A ministry born from generosity. A mission built to last.

     In April 1981, a woman named Toni Tran stood at the intersection of faith and need in Tallahassee and decided to do something about it. With the support of five downtown churches, she founded ECHO on a simple conviction: that those who have received love and blessing are called to echo it outward, to the neighbors around them who are carrying the heaviest loads.

     What began as a centralized response to hunger and homelessness has grown into the largest Christian human services agency in Tallahassee, serving thousands of households each year. The founding churches remain partners, alongside many other local congregations who have joined us since. The conviction has never changed. What has grown is our understanding of what it actually takes to help someone build a stable life, and our commitment to doing that work with the rigor and care it deserves.

     We believe every person who walks through our doors can move forward. Not managed. Not maintained. Forward. Our job is not to make hardship comfortable. It is to build the scaffolding that helps people climb out of it. We measure our work not by how many households we serve, but by whether families achieve stable housing and employment and stay there after they stop working with us.

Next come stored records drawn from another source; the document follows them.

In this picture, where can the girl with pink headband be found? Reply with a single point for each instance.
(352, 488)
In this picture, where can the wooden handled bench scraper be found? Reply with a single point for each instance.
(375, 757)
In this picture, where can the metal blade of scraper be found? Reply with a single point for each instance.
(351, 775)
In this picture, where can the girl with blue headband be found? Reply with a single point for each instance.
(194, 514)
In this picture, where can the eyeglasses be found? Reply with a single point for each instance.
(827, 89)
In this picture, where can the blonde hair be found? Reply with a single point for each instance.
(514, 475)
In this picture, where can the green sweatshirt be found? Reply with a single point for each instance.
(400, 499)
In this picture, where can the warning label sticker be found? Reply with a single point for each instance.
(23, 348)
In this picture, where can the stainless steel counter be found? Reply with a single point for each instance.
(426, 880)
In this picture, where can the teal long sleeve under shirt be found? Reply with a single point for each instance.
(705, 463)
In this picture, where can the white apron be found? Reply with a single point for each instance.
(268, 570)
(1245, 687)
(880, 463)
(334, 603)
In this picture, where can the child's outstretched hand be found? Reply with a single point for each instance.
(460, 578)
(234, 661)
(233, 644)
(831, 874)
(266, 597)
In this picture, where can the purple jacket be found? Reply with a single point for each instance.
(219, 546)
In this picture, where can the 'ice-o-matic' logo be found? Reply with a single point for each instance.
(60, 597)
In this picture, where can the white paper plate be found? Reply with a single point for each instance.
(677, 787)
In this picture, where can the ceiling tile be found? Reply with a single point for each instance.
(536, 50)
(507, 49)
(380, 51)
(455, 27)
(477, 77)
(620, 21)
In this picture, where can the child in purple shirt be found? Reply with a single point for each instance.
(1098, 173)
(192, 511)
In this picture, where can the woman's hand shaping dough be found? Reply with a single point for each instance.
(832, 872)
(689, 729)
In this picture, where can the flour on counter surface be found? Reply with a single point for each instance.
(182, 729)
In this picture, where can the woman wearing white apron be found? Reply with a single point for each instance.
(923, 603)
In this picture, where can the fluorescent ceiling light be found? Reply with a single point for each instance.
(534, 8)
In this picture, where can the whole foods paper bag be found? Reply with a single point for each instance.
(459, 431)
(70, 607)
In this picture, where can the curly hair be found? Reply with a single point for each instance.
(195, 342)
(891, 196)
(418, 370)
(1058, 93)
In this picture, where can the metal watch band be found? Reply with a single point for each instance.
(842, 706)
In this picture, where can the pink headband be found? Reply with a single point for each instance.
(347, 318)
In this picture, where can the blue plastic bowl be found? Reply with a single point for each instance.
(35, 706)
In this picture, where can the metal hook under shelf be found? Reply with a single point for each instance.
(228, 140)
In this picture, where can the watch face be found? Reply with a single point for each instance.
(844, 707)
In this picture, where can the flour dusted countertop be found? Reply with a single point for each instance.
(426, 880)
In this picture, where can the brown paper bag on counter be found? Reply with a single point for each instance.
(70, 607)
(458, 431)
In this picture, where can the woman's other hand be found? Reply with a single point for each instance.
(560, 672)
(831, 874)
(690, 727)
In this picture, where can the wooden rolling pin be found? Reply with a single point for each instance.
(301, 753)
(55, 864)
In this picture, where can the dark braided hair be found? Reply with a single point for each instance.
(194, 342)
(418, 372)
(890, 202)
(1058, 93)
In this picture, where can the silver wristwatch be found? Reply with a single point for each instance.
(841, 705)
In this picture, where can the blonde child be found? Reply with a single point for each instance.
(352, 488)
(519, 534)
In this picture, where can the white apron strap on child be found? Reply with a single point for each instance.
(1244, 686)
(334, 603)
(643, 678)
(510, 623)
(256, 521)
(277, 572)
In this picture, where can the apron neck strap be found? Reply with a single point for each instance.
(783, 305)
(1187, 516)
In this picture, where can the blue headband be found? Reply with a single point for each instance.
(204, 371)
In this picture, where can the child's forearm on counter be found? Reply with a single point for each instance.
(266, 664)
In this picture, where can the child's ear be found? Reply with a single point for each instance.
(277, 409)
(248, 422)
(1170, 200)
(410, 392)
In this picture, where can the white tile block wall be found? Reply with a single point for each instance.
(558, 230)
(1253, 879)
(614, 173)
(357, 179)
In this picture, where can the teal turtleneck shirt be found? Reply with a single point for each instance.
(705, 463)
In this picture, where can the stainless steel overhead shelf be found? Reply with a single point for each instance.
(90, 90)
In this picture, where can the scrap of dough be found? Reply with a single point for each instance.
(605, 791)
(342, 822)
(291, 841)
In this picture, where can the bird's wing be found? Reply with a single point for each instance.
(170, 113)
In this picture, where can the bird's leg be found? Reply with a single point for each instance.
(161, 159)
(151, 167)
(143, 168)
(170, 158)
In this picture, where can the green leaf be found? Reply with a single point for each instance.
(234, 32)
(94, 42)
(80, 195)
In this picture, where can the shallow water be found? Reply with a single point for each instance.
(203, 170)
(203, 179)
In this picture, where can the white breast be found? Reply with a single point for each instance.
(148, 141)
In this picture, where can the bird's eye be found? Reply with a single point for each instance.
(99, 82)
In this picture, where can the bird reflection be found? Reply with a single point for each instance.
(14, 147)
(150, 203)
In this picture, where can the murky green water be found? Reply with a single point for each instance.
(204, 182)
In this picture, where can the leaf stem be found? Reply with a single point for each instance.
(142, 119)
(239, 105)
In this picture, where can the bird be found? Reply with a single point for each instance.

     ECHO is rooted in Christian faith. That faith shapes the character of how we serve: with unconditional investment in every person, the conviction that no situation is beyond change, and the belief that dignity is not something people earn. It does not restrict who we serve or require anything of the people who come to us. We serve everyone. We partner with everyone. We employ everyone, without condition.


ECHO’s mission is to empower individuals to transition from poverty to prosperity by ensuring that they lead fulfilling lives – economically, emotionally, spiritually, and physically.


          Our four programs are not separate services that happen to share a building. They are connected steps on a deliberate pathway: emergency relief for families in immediate crisis; the Furniture Bank for neighbors transitioning out of homelessness; housing assistance to prevent eviction before it happens; and Breaking Ground, our flagship self-sufficiency program, for working adults ready to build a genuinely different future.

          The person who receives emergency groceries on a Monday can be enrolled in Breaking Ground by fall and mentoring the next cohort within two years. We have watched that happen. That movement from crisis to stability to resilience is not an aspiration, it’s the design.